Helmetbymidnight · 18/05/2020 16:37

Yet this is dismissed on every thread because some posters want to make out that bullying is only the fault of boys.

i have never seen anyone on this thread or any other claim that only boys bully Confused
why would they- it would be easy to disprove.

so your point is that girls may not have single sex spaces (even though we know some wont use mixed facilities, even though we want them for safety, privacy and dignity) because girls bully girls too?

thats laughable.

TyroSaysMeow · 18/05/2020 16:39

I mean, if TWAW then it follows that WATW.

Not necessarily. An analogy: all Scottish people are people, but that doesn't mean all people are Scottish people.

But certainly if TWAW then Ws theoretically have the option of being TW.

It's this bit that shows Lemonade's thinking though:

I was just questioning how you, who says you are a biological woman, could be a trans woman?

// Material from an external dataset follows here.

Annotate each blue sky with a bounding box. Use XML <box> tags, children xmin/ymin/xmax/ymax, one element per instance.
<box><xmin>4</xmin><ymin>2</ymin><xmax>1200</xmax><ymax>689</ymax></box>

She's distinguishing between female women and male women by labelling the former 'biological' and the latter 'trans'. It demonstrates she knows damned well TWAMale.

Cam2020 · 18/05/2020 16:42

I think it depends of the environment. I've worked in offices where we've had unisex toilets with no problem and had no qualms, about that (small offices, I might add - everyone knew each other). I don't think I'd feel the same way about a bar or nightclub or other public place. I just feel like it's enabling opportunists.

Having said that, if I saw a trans person in the ladies, I wouldn't be bothered and I don't think people should be ostracised or humiliated. I think the risk of men dressing up as women purely to sexually assault women is pretty low and really, what's to stop them anyway?